Dans ce billet de blogue, je me pencherai sur une approche concernant le défi scientifique du contrôle et de l’alignement de l’IA. Compte tenu des enjeux, je pense qu’il est particulièrement important de se concentrer sur des approches qui nous donnent les garanties les plus fortes possibles en matière de sécurité de l’IA. Au cours de la dernière année, j’ai réfléchi à cette question et j’ai commencé à écrire à ce sujet dans ce billet de blogue de mai 2023 (voir également ma présentation dans le cadre de l’atelier Alignment Workshop en décembre 2023). Dans les prochaines lignes, j’exposerai quelques idées clés issues du développement de ma réflexion sur ce sujet et qui sont à l’origine de mon principal axe de recherche actuel. J’ai reçu du financement pour explorer ce programme de recherche et je suis à la recherche de chercheur·e·s motivé·e·s par le risque existentiel et disposant d’une expertise dans le domaine des mathématiques (en particulier sur les méthodes probabilistes), de l’apprentissage automatique (en particulier sur l’inférence amortie et les architectures de « transformers ») et du génie logiciel (en particulier pour les méthodes d’entraînement des réseaux neuronaux à grande échelle).

Le point de départ de ce programme de recherche sera la question suivante : si nous disposions d’une puissance de calcul suffisante, cela pourrait-il nous aider à concevoir une intelligence artificielle générale dont la sécurité est prouvée? Je discuterai brièvement ci-dessous d’une voie prometteuse qui permettrait d’approcher cet idéal, avec l’objectif crucial qu’à mesure que nous augmentons les ressources de calcul ou l’efficacité de nos algorithmes, nous obtenons de plus grandes garanties en matière de sécurité.

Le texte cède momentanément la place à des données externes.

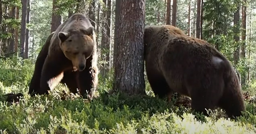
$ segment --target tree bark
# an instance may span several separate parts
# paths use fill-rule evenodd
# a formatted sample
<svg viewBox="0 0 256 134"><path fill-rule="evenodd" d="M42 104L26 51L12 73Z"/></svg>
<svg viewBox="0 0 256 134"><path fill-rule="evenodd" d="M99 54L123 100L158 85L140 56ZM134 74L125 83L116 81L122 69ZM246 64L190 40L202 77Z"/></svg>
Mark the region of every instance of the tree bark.
<svg viewBox="0 0 256 134"><path fill-rule="evenodd" d="M233 39L236 44L235 47L235 52L234 53L234 61L235 62L235 66L236 66L240 60L240 46L238 43L240 40L240 24L239 23L241 13L240 10L241 6L240 2L238 1L237 2L237 10L234 13L234 37ZM240 78L240 74L237 73L237 75ZM239 79L240 80L240 79ZM241 80L240 80L241 81Z"/></svg>
<svg viewBox="0 0 256 134"><path fill-rule="evenodd" d="M106 48L107 52L106 54L106 60L108 62L108 64L107 66L107 72L108 72L111 66L111 0L107 0L107 25L106 27L107 29L107 42L106 44Z"/></svg>
<svg viewBox="0 0 256 134"><path fill-rule="evenodd" d="M197 8L196 11L196 37L200 39L200 22L201 21L201 0L197 0Z"/></svg>
<svg viewBox="0 0 256 134"><path fill-rule="evenodd" d="M18 20L19 18L19 7L16 7L16 19ZM14 51L16 53L15 55L17 54L18 52L18 46L19 46L19 28L17 27L15 30L15 44L14 45Z"/></svg>
<svg viewBox="0 0 256 134"><path fill-rule="evenodd" d="M95 28L95 0L93 0L91 4L90 4L89 7L89 16L90 19L90 21L91 23L91 25Z"/></svg>
<svg viewBox="0 0 256 134"><path fill-rule="evenodd" d="M189 0L189 4L188 4L188 35L190 36L190 33L191 33L191 29L190 27L191 27L191 21L190 16L191 15L191 0Z"/></svg>
<svg viewBox="0 0 256 134"><path fill-rule="evenodd" d="M25 53L25 39L26 36L26 19L27 17L27 1L22 0L22 12L21 14L21 47L20 56L24 58Z"/></svg>
<svg viewBox="0 0 256 134"><path fill-rule="evenodd" d="M177 0L173 0L172 5L172 18L171 19L171 25L176 26L177 14Z"/></svg>
<svg viewBox="0 0 256 134"><path fill-rule="evenodd" d="M143 41L145 2L120 0L120 10L118 13L120 19L116 23L118 27L115 29L117 42L115 45L118 45L114 55L116 57L113 89L131 95L145 94ZM118 4L116 6L118 7Z"/></svg>
<svg viewBox="0 0 256 134"><path fill-rule="evenodd" d="M202 35L202 23L203 12L204 11L204 0L201 0L201 17L200 18L200 39L203 39Z"/></svg>
<svg viewBox="0 0 256 134"><path fill-rule="evenodd" d="M55 11L56 8L58 8L58 6L56 5L56 0L53 0L51 33L55 31L58 27L61 24L61 16L60 15L58 14Z"/></svg>
<svg viewBox="0 0 256 134"><path fill-rule="evenodd" d="M250 11L250 35L249 37L249 54L248 54L248 57L249 59L248 62L248 75L247 76L247 80L248 81L248 82L249 83L250 82L251 80L251 62L250 62L250 58L251 58L251 45L252 45L252 3L251 3L251 11Z"/></svg>
<svg viewBox="0 0 256 134"><path fill-rule="evenodd" d="M101 8L101 4L99 2L99 0L98 1L98 9L97 10L97 27L96 28L96 33L97 35L99 35L99 17L100 17L100 11ZM99 37L97 37L96 38L96 42L97 42L97 46L99 45Z"/></svg>
<svg viewBox="0 0 256 134"><path fill-rule="evenodd" d="M16 12L16 7L15 6L12 6L12 7L11 10L10 12L10 18L12 19L15 19L15 13ZM8 46L8 52L9 53L12 53L14 52L14 28L12 26L10 27L10 33L12 34L12 37L10 40L10 45Z"/></svg>
<svg viewBox="0 0 256 134"><path fill-rule="evenodd" d="M244 5L243 6L242 10L242 26L243 29L242 30L242 40L243 41L242 43L242 47L241 49L241 56L242 58L246 57L246 16L247 16L247 7L246 7L246 0L244 0Z"/></svg>
<svg viewBox="0 0 256 134"><path fill-rule="evenodd" d="M0 30L2 31L2 20L3 18L2 0L0 0ZM2 56L2 38L0 38L0 56Z"/></svg>
<svg viewBox="0 0 256 134"><path fill-rule="evenodd" d="M103 2L104 3L103 6L107 6L107 0L103 0ZM104 9L104 7L102 8ZM107 19L107 11L103 9L102 11L102 19L105 20ZM106 56L107 54L107 53L106 52L106 51L108 50L107 48L107 43L108 39L108 37L107 36L107 22L106 21L103 21L102 25L101 26L101 60L107 62L106 59ZM104 52L103 53L103 52ZM100 68L100 72L101 74L104 76L107 74L107 64L104 62L103 63L102 68Z"/></svg>
<svg viewBox="0 0 256 134"><path fill-rule="evenodd" d="M166 4L166 25L171 25L171 0L167 0Z"/></svg>
<svg viewBox="0 0 256 134"><path fill-rule="evenodd" d="M27 24L29 24L30 21L30 0L27 0ZM25 46L25 59L29 58L29 30L26 30L26 43Z"/></svg>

Tout d’abord, je souhaite justifier le choix de l’approche bayésienne – ou de toute autre approche qui tient compte de l’incertitude relative aux hypothèses explicatives des données et des expériences dont dispose l’IA. Notons que cette posture d’humilité épistémique ou l’admission comme étant plausible de toute hypothèse explicative qui n’est pas en contradiction avec les données est vraiment au cœur de la méthode scientifique et de l’éthique, et a motivé mon précédent billet sur les « IA comme chercheurs idéalisés ». Les méthodes du maximum de vraisemblance et de l’apprentissage par renforcement tendent à se concentrer sur une hypothèse explicative de ce genre (par exemple, sous la forme d’un réseau neuronal et de ses poids qui s’adaptent bien aux données ou qui maximisent bien les récompenses) alors qu’en fait, la théorie de la causalité nous dit que même avec un nombre infini d’observations (ne couvrant pas toutes les interventions possibles, ce qui ne serait pas physiquement possible), il peut exister plusieurs modèles de causalité compatibles avec les données, ce qui entraîne une ambiguïté quant à celui qui est le bon. Chaque modèle causal possède un graphe causal spécifiant quelle variable est la cause directe de quelle autre variable, et l’ensemble des graphes causaux compatibles avec une distribution s’appelle la classe d’équivalence de Markov. Le maximum de vraisemblance et l’apprentissage par renforcement sont susceptibles de choisir implicitement une hypothèse explicative H et d’ignorer la plupart des autres hypothèses plausibles (parce que rien dans leur objectif d’apprentissage n’exige qu’il en soit autrement). “Implicitement“, parce que pour la plupart des méthodes d’apprentissage, y compris les réseaux neuronaux, nous ne savons pas comment avoir un accès explicite et interprétable aux composantes internes de H. S’il existe de nombreuses hypothèses explicatives pour les données (par exemple, différents réseaux neuronaux qui s’adapteraient également bien aux données), il est probable que H choisi par le maximum de vraisemblance ou l’apprentissage par renforcement ne sera pas la bonne ou un mélange contenant la bonne parce que n’importe quelle hypothèse plausible ou mélange d’hypothèses (et il pourrait y en avoir un nombre exponentiel) maximiserait la vraisemblance ou la récompense.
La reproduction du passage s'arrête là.